An MSc two-year course in diagnostic therapy covers similar modules to the BSc, alongside a professional development programme and clinical placements. Other routes into the profession include studying for a postgraduate certificate (PgCert) or postgraduate diploma (PgDip) if you already hold a first degree at 2:2 or above, or an equivalent professional qualification together have two years of experience as a qualified practitioner.
Applying for courses
Requirements for the BSc degree course vary according to the institution offering the course, but typically, you may be asked for two or three science A levels such as physics, chemistry and biology, plus five GCSEs including maths, English and science. Scottish universities may ask for four SQA Highers, to include English, and at least two from biology/human biology, physics, chemistry or maths. Other qualifications that may be approved are a BTEC, HND or HNC with science, relevant NVQs, or a relevant access course. Candidates may also have to pass a selection process, which may be an interview or aptitude tasks.
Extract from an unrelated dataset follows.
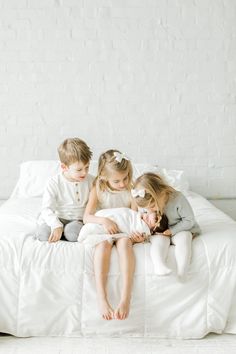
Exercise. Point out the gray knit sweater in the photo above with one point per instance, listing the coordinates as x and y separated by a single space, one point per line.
180 215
The MSc option is aimed at students who already have a healthcare or science degree at 2:1 or above. Other requirements, such as five GCSEs (or the Scottish equivalent) including maths and English and at least one pure science (biology, chemistry or physics) grade C or above may be required if you don't hold an A level or Scottish Higher in a pure science subject, or your first degree is not a pure science. Work experience at a radiography department may also be asked for.